TypeFailureSimultaneous
success and failure?
Kotlin stdlib. or Arrow?
A?nullNo
Option<A>NoneNo
Result<A>Failure contains a Throwable,
inspection possible at runtime
No
Either<E, A>Left contains value of type ENo
Ior<E, A>Left contains value of type EYes, using Both

The second approach is describing errors as part of the computation context of the function. In that case the ability to finish with logical failures is represented by having Raise<E> be part of the context or scope of the function. Kotlin offers two choices here: we can use an extension receiver, and in the future we may use context parameters.

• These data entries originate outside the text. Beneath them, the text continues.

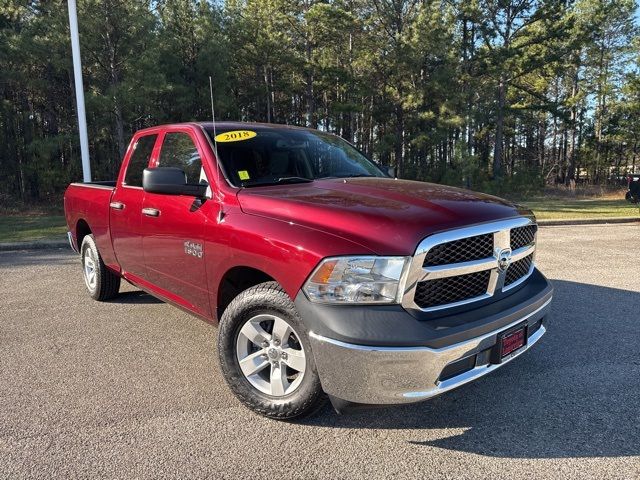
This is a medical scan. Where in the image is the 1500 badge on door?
[184,241,203,258]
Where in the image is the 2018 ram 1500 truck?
[64,122,552,418]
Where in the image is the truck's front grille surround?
[402,217,537,312]
[414,270,491,308]
[422,233,493,267]
[504,255,533,287]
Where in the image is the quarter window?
[158,132,206,184]
[124,135,158,187]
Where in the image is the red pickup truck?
[64,122,553,419]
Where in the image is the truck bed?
[64,181,117,265]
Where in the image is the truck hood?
[238,178,530,255]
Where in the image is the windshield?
[206,125,387,187]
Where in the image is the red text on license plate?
[501,327,526,358]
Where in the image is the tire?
[80,235,120,302]
[218,282,327,420]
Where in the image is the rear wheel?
[218,282,326,419]
[80,235,120,301]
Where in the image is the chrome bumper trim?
[310,299,551,404]
[67,232,80,253]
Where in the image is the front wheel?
[80,235,120,301]
[218,282,326,420]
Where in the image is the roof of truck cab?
[139,121,313,132]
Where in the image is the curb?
[0,240,71,252]
[538,217,640,227]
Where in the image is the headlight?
[303,257,408,303]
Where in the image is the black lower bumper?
[295,269,553,348]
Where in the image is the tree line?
[0,0,640,201]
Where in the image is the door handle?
[142,208,160,217]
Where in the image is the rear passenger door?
[109,133,158,280]
[142,130,213,316]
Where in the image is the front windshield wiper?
[320,173,380,180]
[277,177,313,183]
[242,176,313,187]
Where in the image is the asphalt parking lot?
[0,225,640,480]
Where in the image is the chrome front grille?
[422,233,493,267]
[510,224,538,250]
[504,255,533,287]
[414,270,491,308]
[402,217,537,312]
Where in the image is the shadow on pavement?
[306,281,640,459]
[109,290,164,305]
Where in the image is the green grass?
[520,198,640,220]
[0,215,67,243]
[0,198,640,243]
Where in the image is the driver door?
[142,129,215,317]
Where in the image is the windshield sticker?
[216,130,257,142]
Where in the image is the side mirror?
[142,167,208,198]
[387,166,396,178]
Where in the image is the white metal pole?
[68,0,91,182]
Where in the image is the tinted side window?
[124,135,158,187]
[158,132,205,184]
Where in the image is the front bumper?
[296,268,553,404]
[67,232,80,253]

// Raise<UserNotFound> is extension receiver
fun Raise<UserNotFound>.findUser(id: UserId): User
// Raise<UserNotFound> is context parameter
context(_: Raise<UserNotFound>) fun findUser(id: UserId): User

Let's define a simple program that raises a logical failure of UserNotFound or returns a User. We can represent this both as a value Either<UserNotFound, User>, and as a computation (using Raise<UserNotFound>).

Two examples per code block

In the examples in this document we use Either<E, A> as wrapper type and Raise<E> as extension receiver, with the intention of the reader choosing their preferred type. Note that the same ideas and techniques apply to the rest of choices outlined above.

Defining the success / happy path

The code below shows how we define a function which successfully returns a User.

object UserNotFound
data class User(val id: Long)

val user: Either<UserNotFound, User> = User(1).right()

fun Raise<UserNotFound>.user(): User = User(1)

In the case of Either, since we are creating a value (note the use of val) we need to additionally wrap our value in the type that represents success. This type is called Right, although it's common to use the .right() extension function to give more predominance to the value itself. In the case of a computation (note the use of fun) with Raise the value is returned directly.

Raising an error

To create a value of a logical failure, we use the left smart-constructor for Either, or raise DSL function for a logical failure inside a Raise computation.

val error: Either<UserNotFound, User> = UserNotFound.left()

fun Raise<UserNotFound>.error(): User = raise(UserNotFound)

Besides raise or left, several DSLs are also available to check invariants. either { } and Raise offer ensure and ensureNotNull, in spirit with require and requireNotNull from the Kotlin Std. Instead of throwing an exception, they result in a logical failure with the given error if the predicate is not satisfied.

ensure takes a predicate and a lazy UserNotFound value. When the predicate is not matched, the computation will result in a logical failure of UserNotFound. In the function below, we show how we can use ensure to check if a given User has a valid id, and if not, we return a logical failure of UserNotFound.

data class UserNotFound(val message: String)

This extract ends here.